How to Clean a Baseball Cap

Some folks have owned their caps for years, and the attachment is more than utilitarian - it's emotional. There's a real chance a grungy, well-worn baseball cap may be damaged by improper cleaning. Maybe the cap will lose its shape. The brim might be damaged or deformed. Or the cap could shrink. Better to wear a dirty hat than roll the dice.

Cleaning a favorite cap may be a little nerve-wracking, but the following tips can provide a little peace of mind.

Preventive Medicine for Baseball Hats

It's best to keep dirt and stains off a new cap if possible, but hard-worn caps will pick up dirt, especially if used in sports.

Spraying with Scotch Guard before wearing, or with a product called Hat Saver, will help to protect the cap from dust and dirt, at least for the short-term, and give it a longer life.

Before Washing the Baseball Cap

First, check the cap's tag. It should list the material the cap is made from, and may also provide the manufacturer's suggested cleaning instructions.

Baseball Hat Materials

  • Most baseball caps are made from cotton or polyester; both of these materials withstand washing well.
  • Cotton Twill is a good, durable fabric, as are the Cotton/Polyester Blends. This material is tough and bright, more than likely color fast.
  • Jersey Mesh is a stretch fabric, also durable.
  • The other main material is wool. Wool is warm, even when wet, but can shrink in hot water or air.

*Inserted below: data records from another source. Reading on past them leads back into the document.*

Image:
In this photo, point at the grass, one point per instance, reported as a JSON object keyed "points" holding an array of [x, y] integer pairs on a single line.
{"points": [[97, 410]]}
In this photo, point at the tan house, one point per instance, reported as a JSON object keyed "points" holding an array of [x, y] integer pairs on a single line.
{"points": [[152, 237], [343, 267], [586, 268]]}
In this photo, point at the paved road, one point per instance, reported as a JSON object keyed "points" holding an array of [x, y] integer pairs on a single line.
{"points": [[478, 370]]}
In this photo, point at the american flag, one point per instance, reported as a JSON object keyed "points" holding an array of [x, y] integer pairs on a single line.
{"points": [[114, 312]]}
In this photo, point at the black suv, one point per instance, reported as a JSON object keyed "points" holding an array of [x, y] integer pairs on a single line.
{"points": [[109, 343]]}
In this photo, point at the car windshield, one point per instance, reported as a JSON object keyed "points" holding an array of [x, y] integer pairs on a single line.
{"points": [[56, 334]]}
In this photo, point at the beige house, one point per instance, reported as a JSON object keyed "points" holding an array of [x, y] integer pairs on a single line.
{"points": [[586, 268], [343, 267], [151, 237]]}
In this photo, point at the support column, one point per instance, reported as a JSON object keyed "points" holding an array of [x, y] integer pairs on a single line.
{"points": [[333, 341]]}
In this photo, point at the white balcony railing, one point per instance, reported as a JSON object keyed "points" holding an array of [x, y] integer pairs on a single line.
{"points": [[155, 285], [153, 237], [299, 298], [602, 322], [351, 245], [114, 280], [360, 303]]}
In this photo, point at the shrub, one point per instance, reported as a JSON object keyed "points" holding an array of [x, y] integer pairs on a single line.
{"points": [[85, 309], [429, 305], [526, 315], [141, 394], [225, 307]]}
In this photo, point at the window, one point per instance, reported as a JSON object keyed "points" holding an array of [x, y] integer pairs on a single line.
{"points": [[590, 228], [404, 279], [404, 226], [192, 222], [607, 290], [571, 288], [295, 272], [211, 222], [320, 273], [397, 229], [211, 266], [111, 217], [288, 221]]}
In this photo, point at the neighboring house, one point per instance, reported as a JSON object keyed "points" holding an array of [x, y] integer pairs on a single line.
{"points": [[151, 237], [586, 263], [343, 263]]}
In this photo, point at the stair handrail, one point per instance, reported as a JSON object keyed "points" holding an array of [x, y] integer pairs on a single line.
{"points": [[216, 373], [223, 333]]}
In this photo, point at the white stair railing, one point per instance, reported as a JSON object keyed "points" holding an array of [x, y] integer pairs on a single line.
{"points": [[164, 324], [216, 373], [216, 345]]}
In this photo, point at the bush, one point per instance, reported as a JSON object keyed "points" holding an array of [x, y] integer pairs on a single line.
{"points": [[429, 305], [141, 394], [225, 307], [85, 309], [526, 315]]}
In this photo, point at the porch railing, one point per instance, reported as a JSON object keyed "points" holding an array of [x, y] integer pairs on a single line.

Testing Ballcaps for Color Fastness

Once the baseball cap's material is determined, it's time to check for color fastness. Add a splash of mild detergent (Zero or Woolite) to a wet cloth. Choose a spot on the cap's inner rim, one not readily visible. Rub gently with the cloth. Rinse the spot with a clean cloth and cool water. If the color's don't run or fade, proceed with confidence.

Alcohol and hairspray have been used in the past as home-remedy stain removers, but according to the National Cleaners Association, hairspray or alcohol should never be used on caps having heavy grease or ink stains. Alcohol and hairspray can cause color damage and may contain resins or lanolin that could actually create more stains.

Baseball Cap Pre-wash

Use a soft, plastic-bristle brush to remove loose dirt and dust. Brush gently so as not to force dirt particles into the fabric. Then pre-treat the liner and headband with an enzyme-based laundry spray such as Spray 'n Wash.

Cleaning Baseball Caps in the Washing Machine

Baseball caps manufactured in the last ten years more than likely have shaped plastic bills instead of cardboard, and should hold up to machine washing - with the proper care. Just toss the cap in with similar color clothes, set the washer to gentle or delicate cycle, and use cold or warm water. Don't use bleach.

Plastic Baseball Cap Cage

One good way to ensure the baseball cap keeps its shape is to use a plastic cage (obtained from WalMart for around $5.00). These cages are made specifically to hold the cap secure and protect it from the washer's agitating force. These are not foolproof, however - they've been known to break.

Baseball Hats in the Dishwasher

Using a dishwasher is not recommended, as the water gets too hot and there's no fine-tuning of the temperature. But caps can be washed in the dishwasher, and there is one advantage. If washed in the top rack, the cap will not move, and is more likely to keep its shape.

Plastic cages can also be used in dishwashers, but there's a chance they may melt.

Whether using a washing machine or a dishwasher, make sure you air-dry the cap. The hot air of a clothes dryer (or a dishwasher in drying mode) may cause shrinkage.

Washing Older Ballcaps

Caps over ten years old or made from wool require a gentler touch. The bill may be made from cardboard, the fabric thinner from exposure to sun and weather. Washing machines and dishwashers are too rough for older caps.

Fill a sink or container with lukewarm or cool water. Test for color fastness and use stain removal spray as above. Then add a little Woolite to the water and let the cap soak. Scrub gently with a soft-bristle brush. Rinse with cool, clean water.

Repeat process as needed. Use enzymatic laundry detergent along with an "unbleach" (active oxygen bleach or Oxy-Clean powder) if there is grease or heavy, imbedded stains present.

Make sure to air-dry the cap. Fit the ballcap around a plastic bowl or use a store-bought cap mold to help the cap keep its shape while drying. Or hang it outside on a clothesline in the sun and fresh air.

Be extra-gentle with wool caps. Too much rubbing can cause pilling.

No do-it-yourself process is foolproof, however, and there's always the chance that cleaning the cap may cause damage. If there's still a concern about hurting a favorite cap, and the loss of the cap would be unacceptable, the Drycleaning and Laundry Institute International recommends sending it to a professional dry cleaner, whose expertise and special cleaning technology can give your favorite baseball cap a whole new lease on life.